Analysis of Ice Phenology of Middle and Large Lakes on the Tibetan Plateau

Sensors 2023, 23(3), 1661; https://doi.org/10.3390/s23031661
by Lijun Sun 1,2, Binbin Wang 1,2,3,4,*, Yaoming Ma 1,2,3,4,5,6,*, Xingdong Shi 2,5 and Yan Wang 7
Reviewer 2:
Sensors 2023, 23(3), 1661; https://doi.org/10.3390/s23031661
Submission received: 17 December 2022 / Revised: 28 January 2023 / Accepted: 31 January 2023 / Published: 2 February 2023

Round 1

Reviewer 1 Report

Authors must emphasize the value of observing ice from space and its significance as a good indicator of climate change in the introduction section.

When comparing optical and microwave remote sensing, authors must consider the advantages and disadvantages of each technique.

Authors also require addressing what is the significant of e the lake ice phenology investigation of the Tibetan Plateau.

In the introduction section, authors are required to address advanced image processing algorithm such as genetic algorithm for ice phenology detection, especially in microwave remote sensing data. I suggest the following reference to be added:

Marghany M. Introductory Chapter: Automatic Detection of Ice Covers in Airborne Radar Data Using Genetic Algorithm. In Recent Remote Sensing Sensor Applications-Satellites and Unmanned Aerial Vehicles (UAVs) 2022 Oct 26. Intech Open.

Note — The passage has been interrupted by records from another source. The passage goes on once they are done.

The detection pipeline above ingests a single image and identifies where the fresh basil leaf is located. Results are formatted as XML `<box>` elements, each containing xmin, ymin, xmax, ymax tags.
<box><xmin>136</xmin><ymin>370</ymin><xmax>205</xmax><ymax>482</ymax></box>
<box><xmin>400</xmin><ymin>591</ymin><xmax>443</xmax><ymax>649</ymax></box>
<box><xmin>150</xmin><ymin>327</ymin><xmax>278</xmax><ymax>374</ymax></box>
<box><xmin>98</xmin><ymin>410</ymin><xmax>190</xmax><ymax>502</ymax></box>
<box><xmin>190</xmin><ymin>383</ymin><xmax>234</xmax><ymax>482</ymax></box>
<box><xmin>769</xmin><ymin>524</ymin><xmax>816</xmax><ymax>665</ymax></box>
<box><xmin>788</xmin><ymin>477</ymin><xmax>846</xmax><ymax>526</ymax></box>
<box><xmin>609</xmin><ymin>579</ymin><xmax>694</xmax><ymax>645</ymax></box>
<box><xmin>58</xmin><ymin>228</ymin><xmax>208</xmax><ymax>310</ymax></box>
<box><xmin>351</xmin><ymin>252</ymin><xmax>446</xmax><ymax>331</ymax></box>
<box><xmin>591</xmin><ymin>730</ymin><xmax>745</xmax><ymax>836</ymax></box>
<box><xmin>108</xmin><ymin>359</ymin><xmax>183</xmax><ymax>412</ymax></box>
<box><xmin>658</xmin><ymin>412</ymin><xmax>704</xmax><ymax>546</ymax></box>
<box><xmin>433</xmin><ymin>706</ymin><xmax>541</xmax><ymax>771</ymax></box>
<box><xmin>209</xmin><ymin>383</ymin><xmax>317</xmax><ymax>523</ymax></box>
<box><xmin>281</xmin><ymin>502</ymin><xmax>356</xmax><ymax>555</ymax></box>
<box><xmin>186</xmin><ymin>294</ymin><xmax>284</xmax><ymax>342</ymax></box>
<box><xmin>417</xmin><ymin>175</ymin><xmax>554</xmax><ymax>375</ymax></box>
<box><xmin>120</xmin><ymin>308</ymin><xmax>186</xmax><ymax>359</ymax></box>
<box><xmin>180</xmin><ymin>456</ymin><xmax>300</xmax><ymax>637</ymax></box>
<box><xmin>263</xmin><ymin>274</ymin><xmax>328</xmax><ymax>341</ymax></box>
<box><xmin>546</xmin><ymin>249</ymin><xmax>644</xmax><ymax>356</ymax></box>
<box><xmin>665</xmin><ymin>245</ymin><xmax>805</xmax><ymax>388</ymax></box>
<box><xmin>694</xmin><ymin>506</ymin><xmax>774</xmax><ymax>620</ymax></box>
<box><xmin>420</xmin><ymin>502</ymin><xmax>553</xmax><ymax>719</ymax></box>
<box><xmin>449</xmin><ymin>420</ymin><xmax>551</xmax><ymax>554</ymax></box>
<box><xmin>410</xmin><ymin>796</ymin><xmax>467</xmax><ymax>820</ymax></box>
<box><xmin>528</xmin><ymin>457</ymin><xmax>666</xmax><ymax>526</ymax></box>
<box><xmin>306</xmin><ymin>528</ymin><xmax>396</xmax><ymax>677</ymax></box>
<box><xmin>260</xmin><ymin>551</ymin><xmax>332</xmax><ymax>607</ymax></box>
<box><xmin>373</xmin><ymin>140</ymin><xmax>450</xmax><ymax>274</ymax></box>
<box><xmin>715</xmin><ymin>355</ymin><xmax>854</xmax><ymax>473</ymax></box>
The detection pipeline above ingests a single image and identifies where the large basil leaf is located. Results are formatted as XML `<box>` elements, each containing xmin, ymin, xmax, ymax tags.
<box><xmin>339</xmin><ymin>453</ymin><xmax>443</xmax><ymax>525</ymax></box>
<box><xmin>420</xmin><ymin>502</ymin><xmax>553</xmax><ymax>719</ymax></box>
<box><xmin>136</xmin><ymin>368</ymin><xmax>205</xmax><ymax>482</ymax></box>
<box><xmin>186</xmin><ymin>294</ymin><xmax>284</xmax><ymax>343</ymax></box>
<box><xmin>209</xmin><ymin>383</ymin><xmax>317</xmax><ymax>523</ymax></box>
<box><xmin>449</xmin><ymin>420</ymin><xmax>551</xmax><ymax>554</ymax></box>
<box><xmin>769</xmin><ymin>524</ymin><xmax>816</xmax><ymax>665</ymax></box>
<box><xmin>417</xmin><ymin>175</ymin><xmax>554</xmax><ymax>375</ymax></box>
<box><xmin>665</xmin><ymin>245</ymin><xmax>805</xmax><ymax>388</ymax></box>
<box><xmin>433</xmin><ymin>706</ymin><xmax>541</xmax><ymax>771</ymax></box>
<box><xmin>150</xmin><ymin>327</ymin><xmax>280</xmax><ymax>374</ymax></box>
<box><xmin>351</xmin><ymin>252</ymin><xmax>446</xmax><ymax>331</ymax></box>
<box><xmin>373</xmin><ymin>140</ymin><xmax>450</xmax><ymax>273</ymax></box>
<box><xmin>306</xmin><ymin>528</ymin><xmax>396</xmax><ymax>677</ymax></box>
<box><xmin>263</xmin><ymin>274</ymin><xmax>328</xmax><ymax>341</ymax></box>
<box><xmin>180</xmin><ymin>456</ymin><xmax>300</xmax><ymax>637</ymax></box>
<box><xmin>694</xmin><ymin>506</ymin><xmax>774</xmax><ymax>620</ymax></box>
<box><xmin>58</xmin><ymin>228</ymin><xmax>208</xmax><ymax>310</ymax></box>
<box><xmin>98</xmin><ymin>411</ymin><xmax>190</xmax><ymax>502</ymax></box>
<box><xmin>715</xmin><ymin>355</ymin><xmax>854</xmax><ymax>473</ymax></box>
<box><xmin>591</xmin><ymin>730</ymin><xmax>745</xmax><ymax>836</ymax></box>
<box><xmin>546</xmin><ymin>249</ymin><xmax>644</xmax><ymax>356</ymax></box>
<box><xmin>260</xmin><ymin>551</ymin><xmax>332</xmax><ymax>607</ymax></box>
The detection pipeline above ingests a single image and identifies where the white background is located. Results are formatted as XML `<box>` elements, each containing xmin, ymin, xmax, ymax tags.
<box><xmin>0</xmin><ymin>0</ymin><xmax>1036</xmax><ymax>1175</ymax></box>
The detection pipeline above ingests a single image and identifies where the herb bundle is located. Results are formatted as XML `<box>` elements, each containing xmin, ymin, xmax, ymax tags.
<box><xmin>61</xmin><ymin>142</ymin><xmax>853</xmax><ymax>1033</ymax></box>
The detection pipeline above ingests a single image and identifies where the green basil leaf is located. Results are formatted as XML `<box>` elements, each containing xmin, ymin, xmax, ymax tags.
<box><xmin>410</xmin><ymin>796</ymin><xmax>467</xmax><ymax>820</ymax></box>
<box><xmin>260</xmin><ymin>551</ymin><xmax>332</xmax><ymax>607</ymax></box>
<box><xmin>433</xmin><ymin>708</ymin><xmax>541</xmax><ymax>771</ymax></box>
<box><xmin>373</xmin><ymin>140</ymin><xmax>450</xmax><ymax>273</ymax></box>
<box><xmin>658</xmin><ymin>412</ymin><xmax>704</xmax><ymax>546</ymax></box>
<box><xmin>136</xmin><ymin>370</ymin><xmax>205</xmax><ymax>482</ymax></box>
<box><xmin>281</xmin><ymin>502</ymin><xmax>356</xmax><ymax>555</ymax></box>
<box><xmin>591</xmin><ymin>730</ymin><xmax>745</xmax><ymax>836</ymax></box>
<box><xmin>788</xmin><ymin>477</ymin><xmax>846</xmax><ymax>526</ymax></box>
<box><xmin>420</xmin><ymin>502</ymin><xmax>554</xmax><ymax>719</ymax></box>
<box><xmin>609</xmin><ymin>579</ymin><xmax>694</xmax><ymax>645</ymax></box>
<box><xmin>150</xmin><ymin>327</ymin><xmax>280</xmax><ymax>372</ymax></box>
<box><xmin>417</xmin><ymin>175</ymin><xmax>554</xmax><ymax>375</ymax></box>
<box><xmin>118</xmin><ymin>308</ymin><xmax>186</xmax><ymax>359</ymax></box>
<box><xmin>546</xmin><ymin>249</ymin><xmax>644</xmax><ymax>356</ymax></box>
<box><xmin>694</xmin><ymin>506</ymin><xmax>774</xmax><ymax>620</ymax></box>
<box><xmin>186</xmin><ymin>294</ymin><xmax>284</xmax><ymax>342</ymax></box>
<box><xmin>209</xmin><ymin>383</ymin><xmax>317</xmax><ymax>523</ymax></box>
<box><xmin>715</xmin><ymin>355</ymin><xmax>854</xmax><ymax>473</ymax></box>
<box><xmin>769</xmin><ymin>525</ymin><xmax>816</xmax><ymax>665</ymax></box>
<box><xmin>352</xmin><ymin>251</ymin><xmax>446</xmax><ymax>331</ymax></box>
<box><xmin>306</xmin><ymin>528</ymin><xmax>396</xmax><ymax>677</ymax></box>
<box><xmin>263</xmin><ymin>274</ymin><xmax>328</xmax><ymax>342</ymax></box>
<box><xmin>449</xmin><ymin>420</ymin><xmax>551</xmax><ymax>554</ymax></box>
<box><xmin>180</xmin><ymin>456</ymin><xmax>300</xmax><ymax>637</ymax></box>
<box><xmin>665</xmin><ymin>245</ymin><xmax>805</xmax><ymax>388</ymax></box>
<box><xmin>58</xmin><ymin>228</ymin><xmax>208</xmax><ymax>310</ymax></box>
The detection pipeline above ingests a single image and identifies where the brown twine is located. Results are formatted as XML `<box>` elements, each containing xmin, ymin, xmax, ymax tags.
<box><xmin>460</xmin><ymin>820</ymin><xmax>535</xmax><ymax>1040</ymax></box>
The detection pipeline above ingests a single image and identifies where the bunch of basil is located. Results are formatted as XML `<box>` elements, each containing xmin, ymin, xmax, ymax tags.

It does not address probably the novelty of this work.

How were the brightness temperature filters created by authors? This assertion is ambiguous. Another equation serving as an index in the fluctuations of the ice phenology parameters is required to correlate with equations 1 and 2.

Therefore, it is not clear how curves Y1 and Y4 are used to determine 204 FUS, and curves Y2 and Y3 are used to determine BUE. Equations 3 to 6 are not clear! The authors are required to establish such a boundary conditions criteria to determine the dynamic fluctuations of the ice phenology as a function of brightness temperature. 

How to correlate logically equation 7 by equations 1 to 6?

Authors are required to show the output of remote sensing data is used with implementations of equations 1 to 6. In addition, authors are required to show advanced approach to get the accuracy of this work using the receiver operating characteristic (ROC) technique. 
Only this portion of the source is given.